Written evidence submitted by Amanda Pike



Algorithm transparency and teacher predictions


-          Make clear that the algorithm (simply a set of instructions) did not rely on CAGs or any student details, or postcode bias but merely tried to apply the same distribution of grades to students based on their school’s prior performance. A students ranking (not within a class but within a cohort (240 possible!) was crucial. A model of this sort was the ONLY sensible thing you could do given the inflation of grades that many teachers had applied…40% we are to believe! It turns out that this would clearly be unfair on able students within a poorly performing school cohort and frankly the outcomes should have been predicted by schools themselves. It was not biased explicitly at all. (If there were on average 4 A*s in recent years and you were ranked 5th you may have just missed it and could possibly prepare for that!) It would seem that the impact of downgrading was very harsh for some students and this impact should have been calculated , reviewed and possibly refined to avoid so many shock Us. There was plenty of time to do this.
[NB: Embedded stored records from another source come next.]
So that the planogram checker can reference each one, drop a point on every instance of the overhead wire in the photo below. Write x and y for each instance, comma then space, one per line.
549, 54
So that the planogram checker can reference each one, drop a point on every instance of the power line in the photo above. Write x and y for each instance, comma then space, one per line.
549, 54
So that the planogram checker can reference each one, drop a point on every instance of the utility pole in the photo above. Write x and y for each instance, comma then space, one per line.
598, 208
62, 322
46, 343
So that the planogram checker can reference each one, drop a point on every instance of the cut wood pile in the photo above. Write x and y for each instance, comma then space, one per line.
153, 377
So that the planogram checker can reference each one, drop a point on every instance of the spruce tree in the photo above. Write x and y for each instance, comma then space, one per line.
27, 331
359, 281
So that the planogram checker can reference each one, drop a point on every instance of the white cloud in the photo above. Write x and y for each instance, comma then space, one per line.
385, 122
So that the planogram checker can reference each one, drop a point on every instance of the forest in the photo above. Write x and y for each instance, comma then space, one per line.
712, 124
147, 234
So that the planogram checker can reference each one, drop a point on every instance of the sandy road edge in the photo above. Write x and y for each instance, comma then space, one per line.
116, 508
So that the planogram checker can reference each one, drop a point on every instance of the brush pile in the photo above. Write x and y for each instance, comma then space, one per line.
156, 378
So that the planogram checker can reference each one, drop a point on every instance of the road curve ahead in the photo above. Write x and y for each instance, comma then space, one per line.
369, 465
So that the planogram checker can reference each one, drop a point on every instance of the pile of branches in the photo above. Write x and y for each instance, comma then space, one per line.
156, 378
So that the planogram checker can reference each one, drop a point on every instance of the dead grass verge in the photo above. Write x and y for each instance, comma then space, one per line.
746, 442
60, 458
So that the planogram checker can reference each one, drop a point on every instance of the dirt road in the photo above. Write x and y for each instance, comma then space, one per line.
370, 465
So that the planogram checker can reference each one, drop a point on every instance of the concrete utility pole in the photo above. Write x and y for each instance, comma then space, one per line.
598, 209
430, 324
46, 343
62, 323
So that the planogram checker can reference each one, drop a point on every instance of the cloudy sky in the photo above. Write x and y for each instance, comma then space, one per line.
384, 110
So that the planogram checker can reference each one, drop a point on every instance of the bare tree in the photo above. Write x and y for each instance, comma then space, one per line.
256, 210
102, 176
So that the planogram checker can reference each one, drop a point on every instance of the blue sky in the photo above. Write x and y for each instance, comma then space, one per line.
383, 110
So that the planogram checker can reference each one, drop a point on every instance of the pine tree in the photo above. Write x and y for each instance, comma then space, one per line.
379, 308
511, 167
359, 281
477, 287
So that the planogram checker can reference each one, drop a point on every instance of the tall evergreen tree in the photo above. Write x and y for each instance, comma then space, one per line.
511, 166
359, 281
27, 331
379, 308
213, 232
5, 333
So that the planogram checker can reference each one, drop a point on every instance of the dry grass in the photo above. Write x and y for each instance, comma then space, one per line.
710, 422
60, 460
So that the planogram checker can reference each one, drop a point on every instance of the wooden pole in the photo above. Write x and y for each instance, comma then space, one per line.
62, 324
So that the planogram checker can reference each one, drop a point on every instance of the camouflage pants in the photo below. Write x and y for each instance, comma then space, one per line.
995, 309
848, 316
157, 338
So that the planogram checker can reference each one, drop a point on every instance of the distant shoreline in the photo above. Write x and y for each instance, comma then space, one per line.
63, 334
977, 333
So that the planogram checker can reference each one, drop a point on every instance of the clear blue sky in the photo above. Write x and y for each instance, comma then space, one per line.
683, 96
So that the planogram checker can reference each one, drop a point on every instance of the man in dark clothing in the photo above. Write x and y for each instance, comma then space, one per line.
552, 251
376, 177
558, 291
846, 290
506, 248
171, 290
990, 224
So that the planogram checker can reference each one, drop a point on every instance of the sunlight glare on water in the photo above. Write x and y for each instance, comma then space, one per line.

And it seems other contributors to your written evidence have described their frustrations that Ofqual did not do this.



Transparency for students, parents and teachers


-          Make it a requirement by law that ALL schools/ colleges offering A levels, BTECS  etc display a fixed format table for subject grade details for the past 3 years minimum on websites and prospectuses.


Improve teaching standards


                We have learned and generally agree that mock exam results could not have been used as an alternative option for grading for many reasons, some of which I describe in detail in my prior correspondence.  They are not standardised within or across schools. Instead of the Ofsted inspections focusing on intangibles such as subjective opinions on lesson observations etc demand that they focus on data. Inspect records of mock exams, content, planning, timing, quality, etc. I would certainly be able to grade a school on detailed evidence of mock exams. Frankly they must have been the main tool by which schools did any kind of ranking, especially with large numbers of students.


-          Assessments which are used for grade predictions need to be standardised in some manner and I am certain that parents and good schools would welcome this as a focus for Ofsted inspections.


Focus more on subject knowledge, assessment (and marking) quality.


                The government is clearly under some attack given the way this situation was handled. I wrote to the DFE at the end of March suggesting the many issues that would be a consequence of the unreliability of teacher predictions and suggesting that robust evidence was needed.  It turns out that I was correct and that some but not all teachers can be trusted. I have seen this first hand throughout my teaching career and first-hand now as a tutor. This has to be addressed.


The inability to predict correctly is generally because you


don’t know where the student needs to be – in terms of content, challenge etc’ or


because you don’t know where they are (inadequate assessment against requirements of the course’ eg marking )


It really is that simple.


School leadership needs to know and notice that some teachers have underperformed in the past, might never have taught anyone to get an A*  etc., may have frequently predicted very optimistically for students on a regular basis and they need to deal with that issue in a supportive but firm manner. Students deserve this. You wouldn’t expect different standards in other professions.




This organisation has clearly failed to produce a workable system, probably exacerbated by poor and frankly disinterested management by the DFE. You have an even bigger challenge next year as exam students will be unprepared through no fault of their own for next year’s exams. The university cohort for 2021 entry is already being filled with deferrals and they will have even greater competition and stress.


Missed teaching for 2021 and urgent reform of the syllabus


Many students missed up to 4 months of valuable teaching time, especially for GSCE and year 12 for A level. With lockdowns continuing it is clearly going to be impossible to cover the entire syllabus for subjects completely and some have already been adjusted. Surely it is imperative that working parties decide topics that can be safely and sensibly omitted to reduce pressure on students and teachers. As we continue to experience local lockdowns and self-isolation requirements for schools and students and teachers it is clear that this situation is getting worse. Exams in 2021 are still at risk and we must certainly plan for the possibility of delayed or even missed exams. Clearly centre assessed grades must be avoided and evidence must be sought. Standards and expectations for this must be decided quickly. These decisions MUST happen before Christmas and a new mock exam season to avoid completely demoralising everyone causing even more mental health challenges.


I strongly suggest that you ensure that there are working parties that support any education decisions that involve experienced educators, teachers, university staff and senior teachers. I also think we can see that the leadership involved at Ofqual were completely inexperienced and unsuited to the task they were given. It needs a radical rethink.


The decision to cancel summer exams was a grave error of judgement. Ofqual’s lack of accountability and the DFE has contributed to the ongoing chaos. Our young people deserve to have the opportunity to show what they can achieve in a fair and evidence based education system.